Although I’m still a junior -— for at least a little while longer — my coach has started to call the members of the Class of 2015 on my team the “senior class.” The first time I heard this, I felt my heart skip a beat. I remember at the end of my freshman year, I was sitting at dinner with some of the then-seniors, freaking out about everything from the new girls coming to them leaving (and even the fact that I was going to graduate soon). Though they laughed a little because I had three years left, they were happy to see that they had made such an impact on my life.

It’s odd to look back when I still have things to look forward to, but with every senior day, the feelings hit closer to home, and I realize that I will be graduating shortly. The field hockey team celebrated senior day in the fall. The rest of the team watched our seniors accept bouquets of flowers from their families, tears slowly rolling down their already sweaty faces. The underclassmen held each other close, thinking about the next phase in our collegiate careers and remembering our friends and family behind us. This column could get incredibly sappy, but I have little room to get emotional. With an entire year left, I will do my best try to refrain from any more clichés.
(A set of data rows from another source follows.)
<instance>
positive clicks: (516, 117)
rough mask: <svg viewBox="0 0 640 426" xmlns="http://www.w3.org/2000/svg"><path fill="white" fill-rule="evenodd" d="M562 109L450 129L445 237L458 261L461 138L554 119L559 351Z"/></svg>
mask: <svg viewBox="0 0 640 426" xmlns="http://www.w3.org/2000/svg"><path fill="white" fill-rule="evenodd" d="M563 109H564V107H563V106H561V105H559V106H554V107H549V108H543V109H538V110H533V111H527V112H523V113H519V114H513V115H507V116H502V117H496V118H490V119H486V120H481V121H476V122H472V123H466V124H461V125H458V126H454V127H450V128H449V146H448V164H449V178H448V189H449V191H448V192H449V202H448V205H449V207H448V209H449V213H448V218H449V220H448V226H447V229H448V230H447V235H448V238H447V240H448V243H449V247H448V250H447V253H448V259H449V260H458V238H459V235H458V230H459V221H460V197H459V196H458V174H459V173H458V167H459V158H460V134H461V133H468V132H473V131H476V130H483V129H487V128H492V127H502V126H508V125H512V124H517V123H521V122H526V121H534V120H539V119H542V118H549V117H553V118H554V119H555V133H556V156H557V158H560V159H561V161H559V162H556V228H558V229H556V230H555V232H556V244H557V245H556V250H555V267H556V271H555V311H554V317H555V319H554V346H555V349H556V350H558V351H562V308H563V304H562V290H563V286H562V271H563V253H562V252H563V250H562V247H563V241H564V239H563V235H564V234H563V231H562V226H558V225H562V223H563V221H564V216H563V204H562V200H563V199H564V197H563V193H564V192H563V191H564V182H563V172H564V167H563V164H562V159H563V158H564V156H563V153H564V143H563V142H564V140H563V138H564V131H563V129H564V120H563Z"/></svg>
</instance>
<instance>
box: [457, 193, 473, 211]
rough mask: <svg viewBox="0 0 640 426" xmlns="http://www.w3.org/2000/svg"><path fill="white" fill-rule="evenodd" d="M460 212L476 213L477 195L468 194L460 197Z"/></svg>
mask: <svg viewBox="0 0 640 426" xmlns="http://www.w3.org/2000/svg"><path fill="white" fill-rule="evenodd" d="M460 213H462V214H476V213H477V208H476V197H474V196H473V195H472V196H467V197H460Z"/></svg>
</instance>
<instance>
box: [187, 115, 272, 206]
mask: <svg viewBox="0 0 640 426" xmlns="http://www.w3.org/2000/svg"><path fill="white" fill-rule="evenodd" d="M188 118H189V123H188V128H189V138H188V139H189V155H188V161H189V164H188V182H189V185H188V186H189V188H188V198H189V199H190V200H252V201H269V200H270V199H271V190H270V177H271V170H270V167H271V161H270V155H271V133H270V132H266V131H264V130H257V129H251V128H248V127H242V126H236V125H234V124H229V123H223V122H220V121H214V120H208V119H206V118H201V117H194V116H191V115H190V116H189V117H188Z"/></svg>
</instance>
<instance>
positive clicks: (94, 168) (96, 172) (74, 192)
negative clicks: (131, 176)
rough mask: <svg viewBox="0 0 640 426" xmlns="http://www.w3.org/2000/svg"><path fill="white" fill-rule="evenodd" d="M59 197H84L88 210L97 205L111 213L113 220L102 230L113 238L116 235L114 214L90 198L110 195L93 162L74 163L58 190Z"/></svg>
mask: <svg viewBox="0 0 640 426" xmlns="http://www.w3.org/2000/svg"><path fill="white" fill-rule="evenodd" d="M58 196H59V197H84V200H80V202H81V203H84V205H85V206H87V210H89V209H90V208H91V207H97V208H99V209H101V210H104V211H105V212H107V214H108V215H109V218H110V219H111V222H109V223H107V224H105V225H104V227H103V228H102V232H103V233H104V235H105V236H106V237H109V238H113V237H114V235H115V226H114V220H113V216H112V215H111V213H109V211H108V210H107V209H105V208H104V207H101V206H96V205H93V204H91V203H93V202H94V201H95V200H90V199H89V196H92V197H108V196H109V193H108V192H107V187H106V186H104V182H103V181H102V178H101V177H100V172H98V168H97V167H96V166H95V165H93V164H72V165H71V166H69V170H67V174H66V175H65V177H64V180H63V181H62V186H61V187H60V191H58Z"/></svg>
Every year, we graduate a handful of incredible teammates and friends, only to gain a new set nine months later. For me, the turnover hits hardest in the few days following our last game. Last year, the six seniors led our team as a class and individually. They were there for us on the field, in the classroom and anywhere else we needed them. Nobody wants to admit it, but in that extended moment after every season the team dynamic shifts entirely. There are no more freshmen on the team — there are only upperclassmen, preparing to welcome the freshmen who are still in high school, unaware of this transition.

Luckily, as fall athletes, we get to keep our seniors close to us outside of the turf for two more terms, easing this transition a bit. I can hardly imagine having my season end and then losing the class above me just a few weeks later, as many spring athletes do. Whether you are a freshman who is still scared of the talented seniors or a junior who could name every single person in the seniors’ families — including middle names and first-grade goldfish — saying goodbye is never easy.

As we bid adieu to the great Class of 2014, we will always know that the athletes are just a text message away, all too willing to listen to stories about incompetent refs and hard fitness tests.

I said I’d try to avoid the clichés, but these feelings resurface as each senior class leaves, and we’ll miss the Class of 2014 dearly. A new team is forming, and we can only hope that we can make our mark on them, the same way that the Class of 2014 and the senior classes before them did for us.

Inside the Locker Room is a weekly column written alternately by Phoebe Hoffmann and Sarah Caughey.